La segunda parte de esta teoría —que una dictadura de economía capitalista tiene más posibilidades de transitar a la democracia, que una dictadura de economía socialista— fue famosamente sostenida por el premio nobel de economía Milton Friedman, quien asesoró los procesos de apertura económica de chilenos y chinos en los años 70.
Esta teoría fue probada cierta en Chile que, tras 15 años de capitalismo, transitó a la democracia y hoy continúa siendo la economía latinoamericana más desarrollada y el país número uno en el Índice de Desarrollo Humano de la ONU. Pero la misma teoría ha sido refutada en China, que sigue siendo dictatorial. A lo largo de 40 años, el gobierno de Beijing transitó completamente de una economía comunista a una capitalista —sacando a 400 millones de chinos de la pobreza en el proceso— pero sigue sin demostrar intención alguna de transitar a la democracia.
Hoy, China está repleta de automóviles y rascacielos, y casi todos sus ciudadanos tienen acceso a internet, pero los hilos de la vida pública continúan siendo controlados férreamente por el Partido Comunista, mientras la policía política censura el internet y añade nombres a la larga lista de valientes individuos, entre ellos un premio nobel de la paz, que son encarcelados y desaparecidos regularmente por la dictadura.
Algo similar ocurre hoy en Rusia que, a pesar de la perestroika y la glasnost, jamás logró transitar a la democracia y que es cada día más dictatorial.
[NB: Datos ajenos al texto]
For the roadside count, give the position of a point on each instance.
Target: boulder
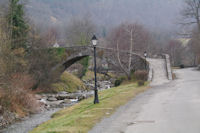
(52, 99)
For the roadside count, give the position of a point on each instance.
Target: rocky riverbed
(51, 104)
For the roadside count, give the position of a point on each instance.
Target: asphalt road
(172, 107)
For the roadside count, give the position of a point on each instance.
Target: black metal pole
(96, 98)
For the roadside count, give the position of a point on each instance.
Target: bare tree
(175, 49)
(128, 37)
(191, 13)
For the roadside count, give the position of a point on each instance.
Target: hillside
(160, 14)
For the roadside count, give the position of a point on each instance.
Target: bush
(141, 75)
(141, 83)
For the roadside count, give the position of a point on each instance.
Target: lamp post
(94, 43)
(145, 55)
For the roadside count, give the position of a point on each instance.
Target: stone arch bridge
(76, 53)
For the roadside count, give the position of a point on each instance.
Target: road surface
(172, 107)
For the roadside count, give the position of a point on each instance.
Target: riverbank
(84, 115)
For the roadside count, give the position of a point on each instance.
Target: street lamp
(145, 55)
(94, 43)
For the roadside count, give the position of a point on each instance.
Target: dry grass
(84, 115)
(17, 97)
(68, 82)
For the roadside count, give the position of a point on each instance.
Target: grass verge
(81, 117)
(68, 82)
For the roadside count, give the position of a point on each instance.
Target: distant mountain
(157, 14)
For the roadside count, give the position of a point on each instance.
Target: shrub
(140, 83)
(118, 82)
(19, 101)
(141, 75)
(182, 66)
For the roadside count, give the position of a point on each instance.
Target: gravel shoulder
(172, 107)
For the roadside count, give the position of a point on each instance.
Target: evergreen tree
(17, 24)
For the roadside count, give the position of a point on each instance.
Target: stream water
(30, 123)
(33, 121)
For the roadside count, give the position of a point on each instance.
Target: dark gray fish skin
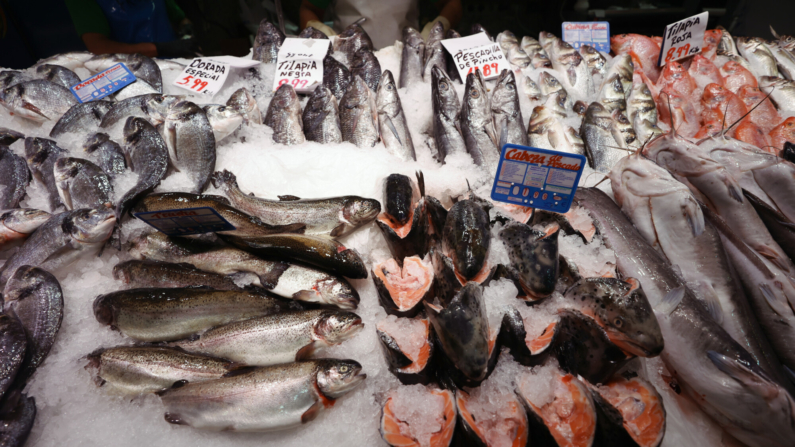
(147, 273)
(466, 237)
(191, 143)
(366, 65)
(107, 153)
(35, 297)
(15, 178)
(321, 117)
(81, 118)
(463, 330)
(336, 76)
(506, 112)
(446, 115)
(284, 116)
(148, 156)
(534, 257)
(267, 42)
(412, 58)
(42, 154)
(57, 74)
(13, 347)
(62, 239)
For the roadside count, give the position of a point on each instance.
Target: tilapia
(391, 121)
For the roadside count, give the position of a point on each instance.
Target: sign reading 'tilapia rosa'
(537, 178)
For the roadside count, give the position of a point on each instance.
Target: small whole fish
(391, 121)
(284, 116)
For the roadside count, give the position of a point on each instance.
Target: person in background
(385, 19)
(132, 26)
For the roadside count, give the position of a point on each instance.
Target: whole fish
(64, 238)
(391, 121)
(358, 114)
(266, 399)
(135, 370)
(284, 116)
(477, 126)
(58, 75)
(34, 296)
(321, 117)
(191, 143)
(412, 58)
(274, 339)
(42, 154)
(446, 116)
(148, 156)
(287, 280)
(37, 100)
(170, 314)
(15, 175)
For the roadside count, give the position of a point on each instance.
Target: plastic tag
(595, 34)
(103, 84)
(300, 63)
(477, 52)
(203, 75)
(537, 178)
(186, 221)
(683, 38)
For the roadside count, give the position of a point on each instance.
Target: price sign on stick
(683, 38)
(477, 52)
(204, 76)
(300, 63)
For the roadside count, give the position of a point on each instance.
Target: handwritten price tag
(476, 52)
(203, 76)
(683, 38)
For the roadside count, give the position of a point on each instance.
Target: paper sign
(537, 178)
(300, 63)
(103, 84)
(186, 221)
(203, 75)
(595, 34)
(477, 52)
(683, 38)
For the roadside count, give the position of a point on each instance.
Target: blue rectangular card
(186, 221)
(537, 178)
(103, 84)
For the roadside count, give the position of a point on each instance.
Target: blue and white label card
(537, 178)
(595, 34)
(186, 221)
(103, 84)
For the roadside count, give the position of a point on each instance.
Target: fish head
(335, 378)
(336, 326)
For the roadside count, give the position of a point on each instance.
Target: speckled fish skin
(267, 399)
(333, 216)
(35, 297)
(286, 280)
(37, 100)
(136, 370)
(391, 121)
(275, 339)
(42, 154)
(15, 178)
(412, 58)
(321, 117)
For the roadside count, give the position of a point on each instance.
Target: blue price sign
(103, 84)
(595, 34)
(537, 178)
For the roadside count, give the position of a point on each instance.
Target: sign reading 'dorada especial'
(537, 178)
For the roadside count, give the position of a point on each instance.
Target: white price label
(300, 63)
(477, 52)
(204, 76)
(683, 38)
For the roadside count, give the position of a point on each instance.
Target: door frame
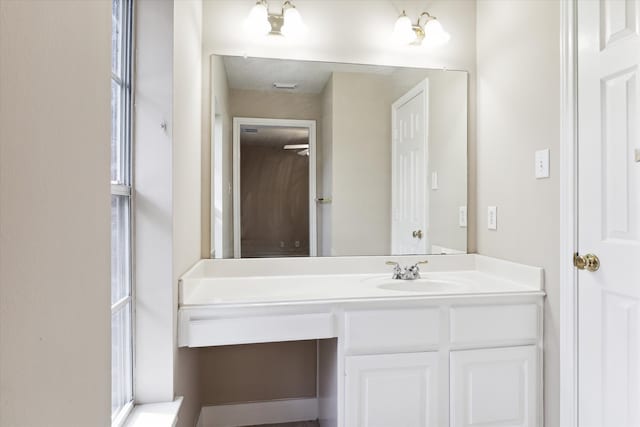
(568, 214)
(422, 86)
(307, 124)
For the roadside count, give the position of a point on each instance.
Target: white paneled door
(609, 212)
(391, 390)
(409, 196)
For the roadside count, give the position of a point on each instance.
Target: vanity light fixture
(427, 29)
(287, 23)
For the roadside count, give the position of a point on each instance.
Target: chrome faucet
(406, 273)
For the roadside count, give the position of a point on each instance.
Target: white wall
(55, 213)
(186, 182)
(518, 113)
(153, 201)
(222, 109)
(167, 200)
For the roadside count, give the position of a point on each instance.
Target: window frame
(124, 188)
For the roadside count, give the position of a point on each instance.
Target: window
(121, 241)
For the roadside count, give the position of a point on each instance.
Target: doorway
(409, 164)
(274, 188)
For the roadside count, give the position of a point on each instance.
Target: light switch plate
(462, 217)
(542, 163)
(492, 218)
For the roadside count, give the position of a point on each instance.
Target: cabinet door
(494, 387)
(398, 390)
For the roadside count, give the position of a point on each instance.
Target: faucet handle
(397, 270)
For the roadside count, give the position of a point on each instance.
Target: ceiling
(273, 136)
(310, 77)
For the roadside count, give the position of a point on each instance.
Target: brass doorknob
(589, 262)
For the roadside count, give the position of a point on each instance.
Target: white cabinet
(494, 387)
(397, 390)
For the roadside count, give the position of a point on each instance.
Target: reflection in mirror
(314, 158)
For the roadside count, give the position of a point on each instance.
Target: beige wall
(186, 182)
(249, 373)
(325, 171)
(518, 113)
(273, 105)
(361, 167)
(55, 213)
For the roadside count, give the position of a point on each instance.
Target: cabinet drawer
(494, 324)
(257, 329)
(402, 330)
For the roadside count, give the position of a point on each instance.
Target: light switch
(542, 163)
(492, 218)
(462, 217)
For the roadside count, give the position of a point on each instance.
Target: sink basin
(419, 285)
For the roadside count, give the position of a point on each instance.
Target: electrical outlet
(492, 218)
(462, 216)
(542, 163)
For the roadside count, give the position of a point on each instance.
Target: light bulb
(293, 26)
(434, 34)
(403, 30)
(257, 23)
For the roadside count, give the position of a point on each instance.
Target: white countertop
(264, 281)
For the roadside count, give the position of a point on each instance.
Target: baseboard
(269, 412)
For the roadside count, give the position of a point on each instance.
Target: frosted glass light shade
(434, 34)
(257, 23)
(403, 30)
(293, 26)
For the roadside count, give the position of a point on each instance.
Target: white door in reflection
(409, 195)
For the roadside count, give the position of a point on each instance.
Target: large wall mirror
(327, 159)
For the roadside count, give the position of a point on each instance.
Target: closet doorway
(274, 188)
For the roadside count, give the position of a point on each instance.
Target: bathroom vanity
(462, 345)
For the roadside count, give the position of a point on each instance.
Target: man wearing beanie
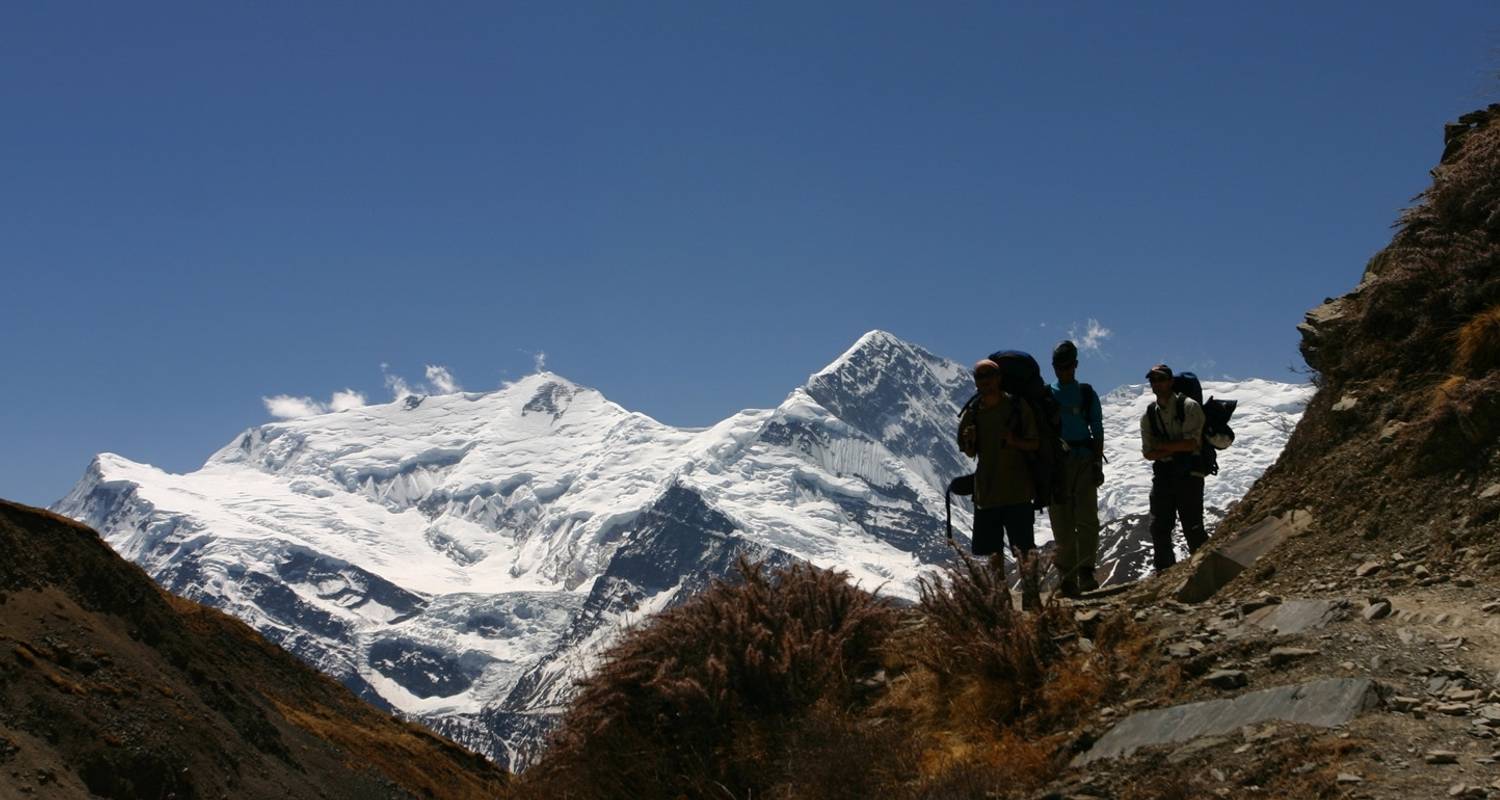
(996, 430)
(1172, 434)
(1074, 511)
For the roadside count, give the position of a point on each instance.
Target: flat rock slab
(1298, 616)
(1217, 566)
(1323, 703)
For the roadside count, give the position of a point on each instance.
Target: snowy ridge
(462, 557)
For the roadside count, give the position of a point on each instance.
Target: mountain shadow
(113, 688)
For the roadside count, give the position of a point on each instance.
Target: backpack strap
(1157, 428)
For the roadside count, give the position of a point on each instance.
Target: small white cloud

Tanto chinos como soviéticos padecieron décadas de economías comunistas paupérrimas como la que tiene hoy Cuba (en China el comunismo mató a 30 millones de hambre bajo Mao, y en la Rusia de Stalin otras decenas de millones), pero hoy, estos otrora paladines del comunismo global enfrentan la paradoja de estar repletos, por un lado, de billonarios que tienen prohibido hablar de política, y, por el otro, de políticos billonarios.
China y Rusia son hoy países donde las clases medias son menos miserables y se parecen más a las clases medias de los países del mundo desarrollado, pero donde la libertad de criticar al gobierno continúa completamente amordazada y las policías políticas armadas hasta los dientes.
Sólo el tiempo —y el gobierno cubano que es el único que en verdad puede liberalizar la economía de la isla— dirá si las aperturas económicas que Obama intenta facilitar propiciarán finalmente un “milagro chileno” en Cuba, o si, en su lugar, replicarán los dramas de China y Rusia.
Por ahora, la visita de Obama, con sus muestras de simpatía hacia los anfitriones, más pareciera haber desenterrado a los últimos resquicios octogenarios de la Guerra Fría.